Ashar, 84, was found guilty of 13 counts of rape against the girl, who is now in her 20s, after she was kept at the home he shared with his wife Tallat in Eccles, Salford, and made to sleep in the “sparse, cold and damp” cellar.
The jury Minshull Street Crown Court in Manchester heard that the girl, who is from Pakistan, and is profoundly deaf and cannot speak, was beaten and slapped as well as being forced to work for Ashar and his family and friends in virtual slavery as a domestic servant. Details of the victim’s ordeal only emerged after she was taught sign language following her accidental discovery in 2009 by trading standards officers who had come to the couple’s house to investigate possible illegal activities.

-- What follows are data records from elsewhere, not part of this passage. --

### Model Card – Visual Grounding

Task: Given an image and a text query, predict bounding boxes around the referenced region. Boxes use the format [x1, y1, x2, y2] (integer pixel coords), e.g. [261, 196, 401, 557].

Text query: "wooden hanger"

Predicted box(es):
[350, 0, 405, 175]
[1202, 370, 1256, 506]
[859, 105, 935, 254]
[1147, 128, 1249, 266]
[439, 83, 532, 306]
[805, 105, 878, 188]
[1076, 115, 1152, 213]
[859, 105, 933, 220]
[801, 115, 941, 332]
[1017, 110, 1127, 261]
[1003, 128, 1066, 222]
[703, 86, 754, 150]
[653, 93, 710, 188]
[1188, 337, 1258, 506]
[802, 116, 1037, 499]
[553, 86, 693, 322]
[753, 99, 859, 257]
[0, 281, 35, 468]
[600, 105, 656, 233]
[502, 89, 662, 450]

Ashar used his victim to satisfy his sexual desires as well as enlisting his wife to use the girl’s details to steal more than £30,000 in benefits as well as set up several bank accounts in her name. Two female jurors wept as the guilty verdicts were delivered against Ilyas Ashar, who was warned by Judge Peter Lakin to expect a “substantial prison sentence”. The judge said he was excusing the jurors of further jury service for a decade after hearing traumatic evidence.

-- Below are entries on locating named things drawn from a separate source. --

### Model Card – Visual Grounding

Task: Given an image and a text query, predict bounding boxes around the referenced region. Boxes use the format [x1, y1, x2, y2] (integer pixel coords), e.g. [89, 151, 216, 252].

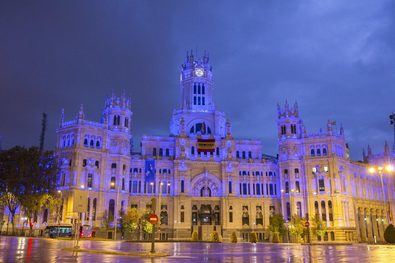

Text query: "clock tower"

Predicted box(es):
[170, 51, 226, 137]
[180, 51, 215, 112]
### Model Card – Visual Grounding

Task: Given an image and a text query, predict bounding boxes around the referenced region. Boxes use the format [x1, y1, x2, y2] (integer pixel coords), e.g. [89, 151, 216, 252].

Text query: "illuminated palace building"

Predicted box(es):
[57, 54, 394, 242]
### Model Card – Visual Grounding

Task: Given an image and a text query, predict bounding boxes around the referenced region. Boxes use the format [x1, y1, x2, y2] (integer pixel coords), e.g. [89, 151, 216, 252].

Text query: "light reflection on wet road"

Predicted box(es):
[0, 237, 395, 263]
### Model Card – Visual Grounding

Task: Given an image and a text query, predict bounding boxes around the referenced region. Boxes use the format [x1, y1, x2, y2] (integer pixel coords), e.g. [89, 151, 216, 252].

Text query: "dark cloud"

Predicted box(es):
[0, 0, 395, 158]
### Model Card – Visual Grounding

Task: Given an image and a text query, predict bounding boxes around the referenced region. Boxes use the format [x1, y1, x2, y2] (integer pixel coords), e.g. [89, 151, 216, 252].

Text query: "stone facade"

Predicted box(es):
[57, 53, 394, 242]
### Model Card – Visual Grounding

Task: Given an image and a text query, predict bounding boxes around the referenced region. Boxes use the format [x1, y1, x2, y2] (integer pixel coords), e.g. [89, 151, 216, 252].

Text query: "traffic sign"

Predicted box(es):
[148, 214, 159, 225]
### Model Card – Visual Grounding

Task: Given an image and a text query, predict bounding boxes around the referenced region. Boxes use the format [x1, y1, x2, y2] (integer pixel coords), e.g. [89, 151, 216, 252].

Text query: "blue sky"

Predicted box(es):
[0, 0, 395, 159]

Ashar had been convicted at an earlier trial of two counts of trafficking a person into the UK for exploitation and three counts relating to the fraudulent obtaining of benefits. Tallat Ashar, 68, and the couple’s daughter, Faaiza Ashar, 46, were also found guilty at the previous trial of benefit fraud charges.
After that jury had been unable to reach a verdict against Ilyas Ashar on the rape charges, a re-trial was ordered which was the subject of reporting restrictions until yesterday’s convictions. Police described Ilyas Ashar as “pure evil”, having obtained and exploited a victim who had no means to communicate and no contacts beyond his family.
Salford divisional commander Chief Superintendent Mary Doyle said: “This was a dreadful case where the girl endured years of domestic exploitation at the hands of the Ashar family. They have exploited her disability and made it appear to the authorities that she was responsible for their own fraudulent behaviour. She was essentially kept in domestic servitude.
“What is remarkable - and the most important aspect of this unusual case - is that the victim has emerged a confident, well-adjusted and determined young woman.”
Hannah Flint, of Stop The Traffik, said: “It is vital that proper training is provided for police, border agencies, teachers, lawyers and other employers to help them spot the signs of human trafficking.”